O julgamento que enrola 17 suspeitos acusados de atentado contra Seguranca de Estado, traição à Pátria e tentativa de assalto ao local fortificado.


O considerado autor da tentativa de assalto ao regimento de comandos em Outubro do ano passado, Pansau INTCHAMA nega ter sido o cabecilha operacional da acção.

Afirma que o seu envolvimento foi imposto pelo antigo Chefe de Estado de Maior General das Forcas Armadas, José Zamora Induta, enquanto superior hierárquico com quem mantinha relações muito privilegiadas.

Tudo começou quando este o convocou, de Portugal para Gambia, país a partir do qual, segundo disse, o permitiria visitar a sua família, em Bissau. Mas, quando chegou a Banjul, ali, foi informado da missão que não podia recusar, sob pena de perder a vida. Aceitou e envolveu-se na operação “contra a sua vontade”.

Pansau Intchama acusou as autoridades gambianas de participação na operação, em conivência com Portugal e proeminentes figuras políticas guineenses, entre as quais, Iancuba Indjai, da Frente Nacional Ante Golpe, Óscar Barbosa, Marciano Silva Barbeiro, Tomas Gomes Barbosa, todos do PAIGC, Fode Cassamá, militar na reserva, e então Secretário de Estado dos Combatentes, assim como Mussa Djata, atual responsável do pelouro e Silvestre Alves, advogado e líder do Movimento Democrático Guineense (MDG).

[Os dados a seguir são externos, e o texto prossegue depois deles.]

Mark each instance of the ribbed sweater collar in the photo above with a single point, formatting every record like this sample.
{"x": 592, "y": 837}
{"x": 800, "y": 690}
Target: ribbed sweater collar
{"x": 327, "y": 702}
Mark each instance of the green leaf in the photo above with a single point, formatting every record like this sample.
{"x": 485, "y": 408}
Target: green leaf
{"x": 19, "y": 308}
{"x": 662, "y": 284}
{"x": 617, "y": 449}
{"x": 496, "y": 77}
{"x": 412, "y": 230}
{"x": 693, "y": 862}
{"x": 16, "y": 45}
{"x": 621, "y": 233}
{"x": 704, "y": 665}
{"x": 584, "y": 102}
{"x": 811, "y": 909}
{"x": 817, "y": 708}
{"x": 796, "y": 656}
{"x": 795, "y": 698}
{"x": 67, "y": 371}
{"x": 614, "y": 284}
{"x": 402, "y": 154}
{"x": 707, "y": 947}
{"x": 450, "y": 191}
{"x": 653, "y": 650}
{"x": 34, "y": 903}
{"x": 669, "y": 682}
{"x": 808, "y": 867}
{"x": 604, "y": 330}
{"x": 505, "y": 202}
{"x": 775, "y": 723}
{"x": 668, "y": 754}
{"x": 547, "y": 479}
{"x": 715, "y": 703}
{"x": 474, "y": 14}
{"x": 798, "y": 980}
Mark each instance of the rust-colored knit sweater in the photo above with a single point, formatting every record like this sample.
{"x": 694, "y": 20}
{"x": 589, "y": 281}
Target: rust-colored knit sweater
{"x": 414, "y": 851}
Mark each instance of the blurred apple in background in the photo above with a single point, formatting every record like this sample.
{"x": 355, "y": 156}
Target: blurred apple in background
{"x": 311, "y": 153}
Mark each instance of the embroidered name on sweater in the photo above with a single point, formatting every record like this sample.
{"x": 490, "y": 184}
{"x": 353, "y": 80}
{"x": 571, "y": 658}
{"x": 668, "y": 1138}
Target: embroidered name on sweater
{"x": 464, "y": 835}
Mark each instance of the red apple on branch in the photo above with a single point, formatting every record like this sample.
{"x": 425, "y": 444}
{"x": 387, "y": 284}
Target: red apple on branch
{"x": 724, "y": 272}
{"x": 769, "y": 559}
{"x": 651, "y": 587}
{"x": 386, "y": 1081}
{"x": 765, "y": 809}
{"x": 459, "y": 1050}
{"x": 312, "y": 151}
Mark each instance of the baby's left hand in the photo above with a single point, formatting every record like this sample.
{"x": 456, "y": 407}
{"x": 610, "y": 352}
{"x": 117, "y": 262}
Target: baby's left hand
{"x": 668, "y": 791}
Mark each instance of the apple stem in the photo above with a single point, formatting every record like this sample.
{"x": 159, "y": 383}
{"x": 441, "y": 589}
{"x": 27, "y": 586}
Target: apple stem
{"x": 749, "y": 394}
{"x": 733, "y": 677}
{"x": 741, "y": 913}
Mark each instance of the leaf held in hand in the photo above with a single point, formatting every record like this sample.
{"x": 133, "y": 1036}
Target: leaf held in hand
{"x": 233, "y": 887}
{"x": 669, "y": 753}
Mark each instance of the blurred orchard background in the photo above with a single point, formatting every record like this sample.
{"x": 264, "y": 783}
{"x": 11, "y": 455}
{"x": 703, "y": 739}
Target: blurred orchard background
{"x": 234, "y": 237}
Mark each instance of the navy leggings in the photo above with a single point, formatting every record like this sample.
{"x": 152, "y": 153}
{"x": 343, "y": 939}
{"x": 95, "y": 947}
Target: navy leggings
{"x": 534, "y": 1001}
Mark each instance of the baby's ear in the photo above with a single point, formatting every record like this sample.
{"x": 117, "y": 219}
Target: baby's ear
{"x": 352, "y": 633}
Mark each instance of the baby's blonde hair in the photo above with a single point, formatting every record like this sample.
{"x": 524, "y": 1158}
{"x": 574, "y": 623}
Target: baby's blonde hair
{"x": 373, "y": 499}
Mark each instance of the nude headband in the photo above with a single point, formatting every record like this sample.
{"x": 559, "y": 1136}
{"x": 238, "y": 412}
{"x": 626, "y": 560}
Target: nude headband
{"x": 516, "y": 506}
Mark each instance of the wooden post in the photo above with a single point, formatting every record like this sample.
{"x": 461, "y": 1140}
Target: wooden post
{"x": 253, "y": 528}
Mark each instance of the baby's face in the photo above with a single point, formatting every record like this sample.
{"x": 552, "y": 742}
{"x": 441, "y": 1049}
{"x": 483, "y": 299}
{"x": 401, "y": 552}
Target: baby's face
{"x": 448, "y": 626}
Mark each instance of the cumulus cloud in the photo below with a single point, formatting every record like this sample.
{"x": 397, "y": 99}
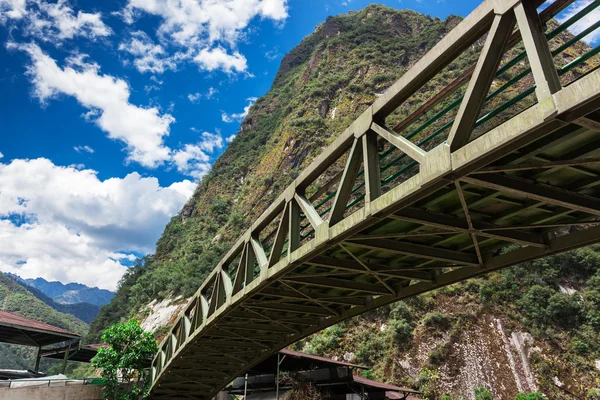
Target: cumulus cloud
{"x": 203, "y": 27}
{"x": 195, "y": 97}
{"x": 237, "y": 117}
{"x": 584, "y": 23}
{"x": 83, "y": 149}
{"x": 218, "y": 59}
{"x": 66, "y": 224}
{"x": 52, "y": 21}
{"x": 193, "y": 160}
{"x": 141, "y": 129}
{"x": 148, "y": 56}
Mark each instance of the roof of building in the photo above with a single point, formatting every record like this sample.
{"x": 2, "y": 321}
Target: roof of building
{"x": 85, "y": 353}
{"x": 297, "y": 354}
{"x": 385, "y": 386}
{"x": 296, "y": 361}
{"x": 16, "y": 329}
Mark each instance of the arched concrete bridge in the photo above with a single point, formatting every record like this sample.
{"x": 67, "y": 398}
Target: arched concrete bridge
{"x": 471, "y": 189}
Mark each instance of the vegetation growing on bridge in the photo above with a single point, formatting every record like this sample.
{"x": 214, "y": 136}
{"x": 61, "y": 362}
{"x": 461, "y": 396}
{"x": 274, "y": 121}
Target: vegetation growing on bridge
{"x": 123, "y": 361}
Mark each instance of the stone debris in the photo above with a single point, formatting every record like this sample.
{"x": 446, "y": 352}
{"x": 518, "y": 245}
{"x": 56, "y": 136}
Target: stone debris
{"x": 161, "y": 313}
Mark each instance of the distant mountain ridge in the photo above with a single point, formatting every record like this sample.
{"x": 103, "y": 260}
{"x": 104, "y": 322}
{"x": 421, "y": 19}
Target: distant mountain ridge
{"x": 28, "y": 302}
{"x": 70, "y": 293}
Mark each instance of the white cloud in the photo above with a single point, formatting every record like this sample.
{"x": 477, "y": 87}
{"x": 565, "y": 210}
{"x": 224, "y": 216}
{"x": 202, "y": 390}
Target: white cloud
{"x": 218, "y": 59}
{"x": 80, "y": 228}
{"x": 53, "y": 21}
{"x": 585, "y": 22}
{"x": 202, "y": 27}
{"x": 12, "y": 9}
{"x": 273, "y": 54}
{"x": 193, "y": 159}
{"x": 107, "y": 99}
{"x": 194, "y": 97}
{"x": 239, "y": 116}
{"x": 190, "y": 22}
{"x": 149, "y": 88}
{"x": 83, "y": 149}
{"x": 148, "y": 56}
{"x": 211, "y": 92}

Ainda numa das suas passagens, o capitão INTCHAMA fez referências ao Domingos Simões Pereira, na altura Secretário Executivo da CPL, com missão de coordenar a parte politica do acto, e Joseph MUTABOBA, o último Representante do Secretario Geral da ONU, em Bissau, afirmando que este último teria aconselhado Zamora Induta a escolher um oficial subalterno para dirigir a acção e não uma alta patente. Ai então, a razão da sua escolha, apesar de ter dito nas suas intervenções que não foi o líder da operação.

Pansão Intchama, por alguns momentos, irritado na audiência com a pergunta dos advogados, obrigando a intervenção do coletivo de juízes, mostrou-se revoltado por ter sido “abandonado” em Portugal pelo Estado guineense, depois de ter terminado o curso de infantaria.

Enquanto o capitão Pansau INTCHAMA estava a falar, os outros co-suspeitos, neste caso o capitão de Mar e Guerra, Jorge Sambu, e o Tenente Coronel Braima DEDJU, torciam o nariz, em sinal de discordância total com o réu.

Mesmo assim, INTCHAMA não desarmou e durante o seu testemunho assumiu ter sabotado a operação ao perfurar, com bala, o pneu da viatura, com a qual assaltaram o regimento de Comandos em Bissau, justamente depois da missão cumprida e quando preparavam-se para deixar o aquartelamento.

Justificou a atitude, porque as armas roubadas iam ser entregues à juventude do PAIGC e que ele não estava disposto para a tal acção, fim de citação.

O julgamento deste celebre caso continua, porquanto faltam ainda treze 17 acusados.